Plotting Manhattan plots and QQ plots are standard procedures for visualizing association analysis results from a genome-wide association study (GWAS). Making the plots can be time-consuming, especially when the number of genetic variants is as big as 20 million, since ggplot2 needs to put a dot for each variant. However, the majority of the variants are non-significant with a given p value threshold, for example p > 0.01, therefore they constitute the bulk of the plot yet they overlap with each, which is a waste of time. By randomly selecting a sub-sample from the variants, time can be saved, while the plot appears no different and carries the same information. When the number of SNPs is huge, the saving can be more than 10 folds.
Here is an example:
source('./gwas_sum.R')
##
## Attaching package: 'dplyr'
##
## The following objects are masked from 'package:data.table':
##
## between, last
##
## The following object is masked from 'package:stats':
##
## filter
##
## The following objects are masked from 'package:base':
##
## intersect, setdiff, setequal, union
results="gwas_dom_air.csv"
output_mh="air_mh.tiff"
library(data.table)
gwas_result <- fread(results)
In this dataset we have 693117 SNPs.
Plotting all SNPs, the Manhattan plot and the time for plotting are
mhplot(results = results,output_mh = output_mh,fast_plot = F,plot_to_console = T)

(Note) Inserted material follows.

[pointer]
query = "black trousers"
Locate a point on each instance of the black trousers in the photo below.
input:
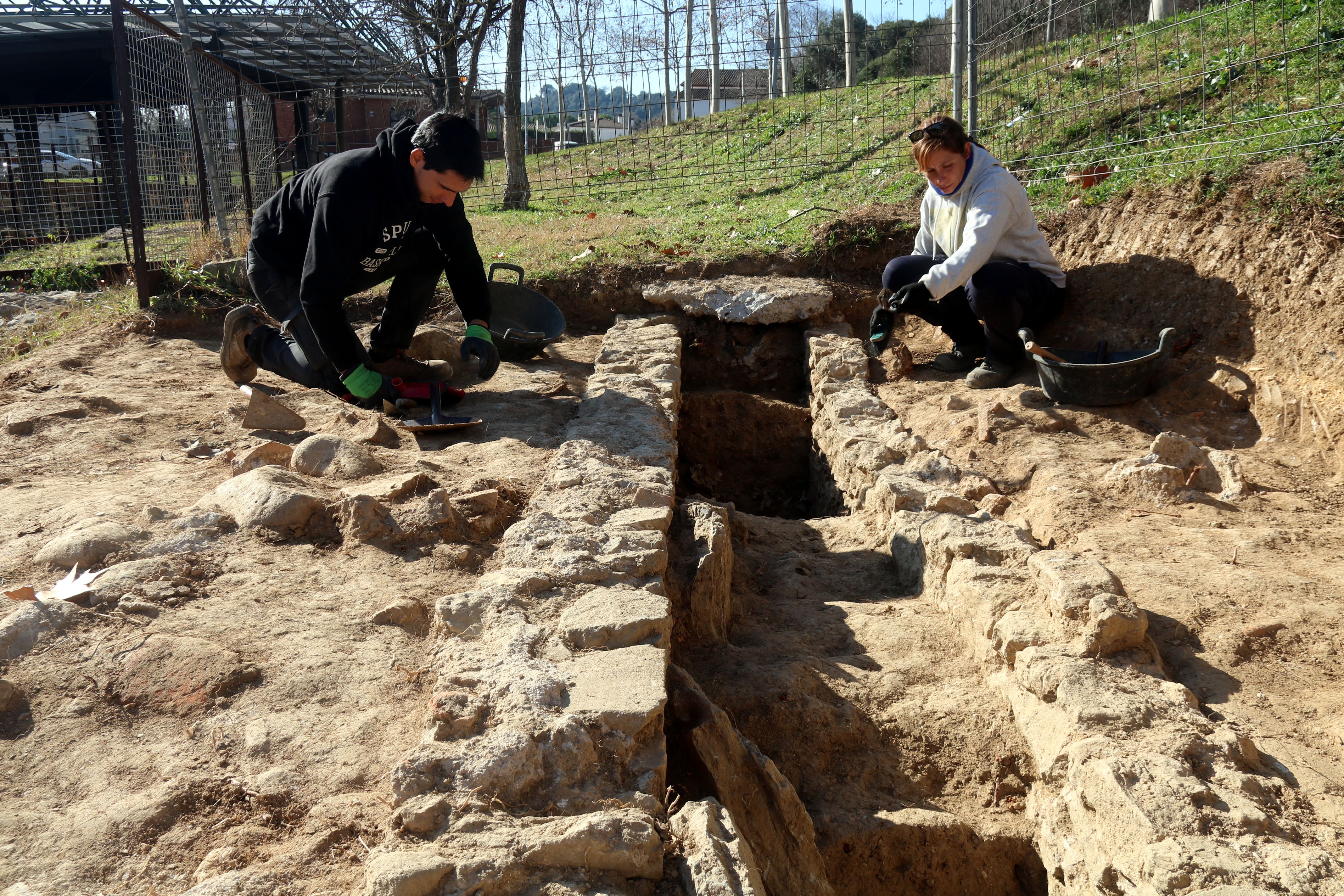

## Generating Manhattan plot ...
## in 57.083 s
Using the trick mentioned earlier, the Manhattan plot and the time for plotting are
mhplot(results = results,output_mh = output_mh,fast_plot = T,plot_to_console = T,
p_cut = 1e-1,snp_frac = 0.2)
## Generating Manhattan plot ...
## in 16.994 s
The arguments p_cut and snp_frac can be modified according to the number of SNPs and average p values.